Since beryllium is intimately associated with aluminium in nature and resembles it in many ways, it was natural to assume its trivalency, but, after a long controversy, the determination of the vapour density of its chloride by Nilson and Pettersson, in 1884 and 1886, indicated that it was divalent, like magnesium. Humpidge confirmed this result in 1885, and drew the same conclusion from his determination of the vapour density of the bromide. The run of the data in the light of the Periodic Classification and modern methods of checking or determining atomic weights clearly indicate for beryllium an atomic weight of about 9.1 and a valency of 2. Anode-ray analysis indicates that beryllium is a " simple element " with an atomic weight of 9.0 ± 0.1 (Na = 23).

Beryllium Occurrence

Beryllium as well as its neighbors, lithium and boron, is relatively low-abundant in the Earth crust, its concentration is approx. 2x10-4%. In spite of that beryllium is not a trace element. Beryllium is found in a number of minerals such as beryl in pegmatite surface deposits, crystallized in the granite domes. It is known about gigantic beryl crystals 1 meter long and with weight several tons.

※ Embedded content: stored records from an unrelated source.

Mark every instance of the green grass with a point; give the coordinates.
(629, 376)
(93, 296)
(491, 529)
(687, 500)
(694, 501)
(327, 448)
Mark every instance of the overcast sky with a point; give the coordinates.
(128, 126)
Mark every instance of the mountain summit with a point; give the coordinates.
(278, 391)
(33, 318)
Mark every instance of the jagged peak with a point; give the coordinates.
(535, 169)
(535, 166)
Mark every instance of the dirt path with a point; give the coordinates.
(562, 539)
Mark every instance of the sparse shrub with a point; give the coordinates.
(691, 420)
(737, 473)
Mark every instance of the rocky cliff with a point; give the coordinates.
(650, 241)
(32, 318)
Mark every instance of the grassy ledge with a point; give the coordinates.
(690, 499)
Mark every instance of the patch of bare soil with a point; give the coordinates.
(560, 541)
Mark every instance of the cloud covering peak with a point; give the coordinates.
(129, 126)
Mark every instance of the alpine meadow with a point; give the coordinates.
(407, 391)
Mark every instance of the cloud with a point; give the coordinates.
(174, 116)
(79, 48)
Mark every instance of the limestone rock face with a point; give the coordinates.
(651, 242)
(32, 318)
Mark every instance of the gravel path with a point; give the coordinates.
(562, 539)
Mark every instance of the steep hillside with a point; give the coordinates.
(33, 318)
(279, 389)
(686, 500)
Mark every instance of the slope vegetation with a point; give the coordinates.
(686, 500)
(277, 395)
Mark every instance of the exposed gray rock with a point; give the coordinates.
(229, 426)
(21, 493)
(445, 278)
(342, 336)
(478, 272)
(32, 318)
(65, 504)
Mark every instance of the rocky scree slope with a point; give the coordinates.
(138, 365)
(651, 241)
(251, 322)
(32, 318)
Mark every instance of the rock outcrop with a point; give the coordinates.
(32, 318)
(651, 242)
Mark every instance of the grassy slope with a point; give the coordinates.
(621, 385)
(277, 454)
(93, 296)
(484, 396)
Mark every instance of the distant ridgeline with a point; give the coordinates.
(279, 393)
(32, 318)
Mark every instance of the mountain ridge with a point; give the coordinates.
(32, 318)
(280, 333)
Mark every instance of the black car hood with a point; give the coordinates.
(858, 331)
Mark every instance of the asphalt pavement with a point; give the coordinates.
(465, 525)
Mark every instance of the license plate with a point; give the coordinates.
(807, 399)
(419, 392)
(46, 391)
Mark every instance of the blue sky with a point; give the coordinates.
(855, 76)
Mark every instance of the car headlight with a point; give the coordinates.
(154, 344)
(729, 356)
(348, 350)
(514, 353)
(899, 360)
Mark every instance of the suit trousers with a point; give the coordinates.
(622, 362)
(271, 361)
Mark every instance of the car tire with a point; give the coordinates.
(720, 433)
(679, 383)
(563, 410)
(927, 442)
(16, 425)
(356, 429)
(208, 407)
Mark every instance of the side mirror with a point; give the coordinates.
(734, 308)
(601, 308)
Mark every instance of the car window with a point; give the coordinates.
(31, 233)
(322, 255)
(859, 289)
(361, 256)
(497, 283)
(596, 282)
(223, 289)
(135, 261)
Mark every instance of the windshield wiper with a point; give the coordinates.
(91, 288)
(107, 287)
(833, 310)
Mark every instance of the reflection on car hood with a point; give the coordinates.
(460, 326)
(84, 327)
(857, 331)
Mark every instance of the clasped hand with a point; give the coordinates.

Beryllium is an essential constituent of about 54 minerals, the most important of which is beryl [Be3Al2(SiO3)6]. It forms many colored varieties. Aquamarine and emerald are precious forms of beryl. Emerald is colored green by 2% of chromium. Aquamarine has a delicate blue or turquoise color due to iron (II) impurities. If it contains manganese instead of chromium, beryl becomes pink morganite, and iron (III) ions make the beryl, called heliodor, yellow.

The most important industrial beryllium minerals are also phenakite 2BeOSiO2, bertrandite (Be4Si2O7(OH)2), and helvite (Mn,Fe,Zn)4[BeSiO4]3S. On average, world's beryllium resources are estimated more than 80 thousand tons (corresponding to the beryllium content) 65% of which are localized in the USA. The main deposits are in Spor Mountain, Utah, which is the main supplier of bertrandite ore in the world, approximately 19 thousand tons in the end of 2000. There is an insignificant amount of beryl in the USA. In other countries the biggest suppliers of beryllium are China, Russia and Kazakhstan.

Beryllium apparently does not play any significant role in living processes. Its content in the average human being organism is approximately 0.036 mg, each intake with the food - around 0.01 mg.